Would the memory of the dead man, stretched out in a ghastly imitation of the crucified Christ, have faded from the memories of the people of Kilnaboy by then?
Fourteen
Liability for the offences of a child under the age of seventeen is normally borne by his father, or by his foster father during fosterage.
Heptad 34
There are seven fathers who are not considered to be liable for their children’s offences:
A king.
A bishop.
> A poet.
A hermit.
A man without property.
A person of unsound mind.
A slave.
Cormac was very cold with his mother. He presented a beautifully written, excellently worded translation of the Latin that he had declared to Fachtnan that he could not understand, looked indifferent when she praised it, fixed his eyes on a spot above her head when she explained why courteous behaviour was important for all of the scholars at the law school, and then slid out of the room as soon as possible.

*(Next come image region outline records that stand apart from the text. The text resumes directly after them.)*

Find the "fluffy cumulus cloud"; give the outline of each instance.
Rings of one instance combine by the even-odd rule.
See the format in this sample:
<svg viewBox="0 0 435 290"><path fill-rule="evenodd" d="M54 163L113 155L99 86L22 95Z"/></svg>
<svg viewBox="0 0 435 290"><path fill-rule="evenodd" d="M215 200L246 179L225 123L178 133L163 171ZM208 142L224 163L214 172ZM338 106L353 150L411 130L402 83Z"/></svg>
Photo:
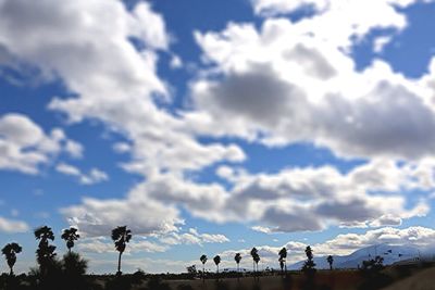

On the ride across the Burren to Kilnaboy, he and Finbar were noisy and silly, exchanging jokes and laughing immoderately at them. Cliona had sent over a message to Brigid to say that Art’s fever had gone, but that she would keep him for another couple of days to make sure that he did not pass on any illness to the other boys. Mara had sent back a message saying to tell Art that they were all missing him. However, Finbar, although more than three years the elder, seemed to be enjoying Cormac’s company and that, thought Mara, was good.
She moved her mare up to ride beside the two older boys and was amused to find that they were discussing religion.
‘It makes you do some extraordinary things, like fasting until you are almost dead, or whipping yourself with a scourge, or allowing yourself to be killed,’ said Slevin.
‘And do extraordinary things to people who don’t agree with you,’ pointed out Domhnall in the judicial tones of an elderly judge. ‘Look at what happened to the poor old Jews and Muslims out in Spain. My father has a friend, a Jew, a merchant from Normandy, and he gets the shakes when he sees a Spanish ship and he’ll run a mile from the Dominicans.’